Ronald K. L. Collins at Concurring Opinions examines how Justice Antonin Scalia’s “view of textualism and originalism … plays out in the First Amendment context.”
At Balkinization, Marty Lederman provides readers with a collection of his commentary on Sebelius v. Hobby Lobby Stores, Inc. A list of ACS resources on Hobby Lobby and other challenges to the Affordable Care Act can be found here.
Peter Hardin at GavelGrab discusses the Tennessee Supreme Court’s decision to uphold retention elections.
Students from Yale Law School wrote a letter admonishing Sen. Chris Coons (D-Del.) for voting against the nomination of Debo Adegbile to head the Civil Rights Division of the Justice Department. Sen. Coons voted against Adegbile because he oversaw an appeals process for a convicted murderer while at the NAACP Legal Defense and Education Fund. Ryan J. Reilly at The Huffington Post reports on the letter.
On Monday, Tarek Mehanna’s lawyer asked the Supreme Court to review his client’s seventeen-year imprisonment by a Boston jury for “providing material support to the Al-Qaeda terrorist network.” Lyle Denniston at SCOTUSblog notes the First Amendment implications of Mehanna’s conviction.

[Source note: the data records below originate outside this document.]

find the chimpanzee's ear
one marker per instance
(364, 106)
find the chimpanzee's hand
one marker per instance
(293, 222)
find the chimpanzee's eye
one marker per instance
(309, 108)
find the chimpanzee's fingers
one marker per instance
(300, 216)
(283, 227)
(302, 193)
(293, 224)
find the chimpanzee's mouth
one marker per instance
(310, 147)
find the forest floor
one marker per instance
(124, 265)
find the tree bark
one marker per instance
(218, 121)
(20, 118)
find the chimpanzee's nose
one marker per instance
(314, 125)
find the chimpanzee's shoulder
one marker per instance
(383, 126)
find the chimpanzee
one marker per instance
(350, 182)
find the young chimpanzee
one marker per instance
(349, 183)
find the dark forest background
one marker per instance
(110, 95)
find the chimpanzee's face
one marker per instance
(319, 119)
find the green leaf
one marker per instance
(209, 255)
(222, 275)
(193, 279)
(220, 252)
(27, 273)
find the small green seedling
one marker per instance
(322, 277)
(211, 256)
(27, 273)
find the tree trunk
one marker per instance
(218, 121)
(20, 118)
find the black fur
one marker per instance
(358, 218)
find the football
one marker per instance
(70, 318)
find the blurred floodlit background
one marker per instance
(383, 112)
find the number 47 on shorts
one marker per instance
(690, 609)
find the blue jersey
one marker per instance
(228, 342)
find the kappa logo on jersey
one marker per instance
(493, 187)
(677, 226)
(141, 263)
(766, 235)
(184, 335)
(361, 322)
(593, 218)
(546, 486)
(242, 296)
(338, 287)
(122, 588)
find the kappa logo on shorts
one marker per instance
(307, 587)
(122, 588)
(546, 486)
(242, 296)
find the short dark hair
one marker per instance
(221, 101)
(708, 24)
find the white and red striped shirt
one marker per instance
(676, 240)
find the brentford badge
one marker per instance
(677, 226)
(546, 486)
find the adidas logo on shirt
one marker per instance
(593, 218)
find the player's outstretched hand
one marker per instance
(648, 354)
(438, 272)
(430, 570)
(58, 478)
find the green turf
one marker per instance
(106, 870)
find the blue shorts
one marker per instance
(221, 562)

Anticipation is growing as the Supreme Court prepares to hear oral argument for Sebelius v. Hobby Lobby Stores, Inc. In an article for Slate, Adam Winkler—Faculty Advisor for the UCLA School of Law ACS Student Chapter—explains why corporations should have the rights of “legal personhood that are essential to their operations” and why “Hobby Lobby should lose.”
Kirk Siegler at NPR discusses why “California is shaping up to be the next major battleground over the Second Amendment.”
Celebrating Women’s History Month, Cortelyou Kenney at Womenstake discusses the “gains women have made in terms of their representation on the federal judiciary … under the Obama administration.”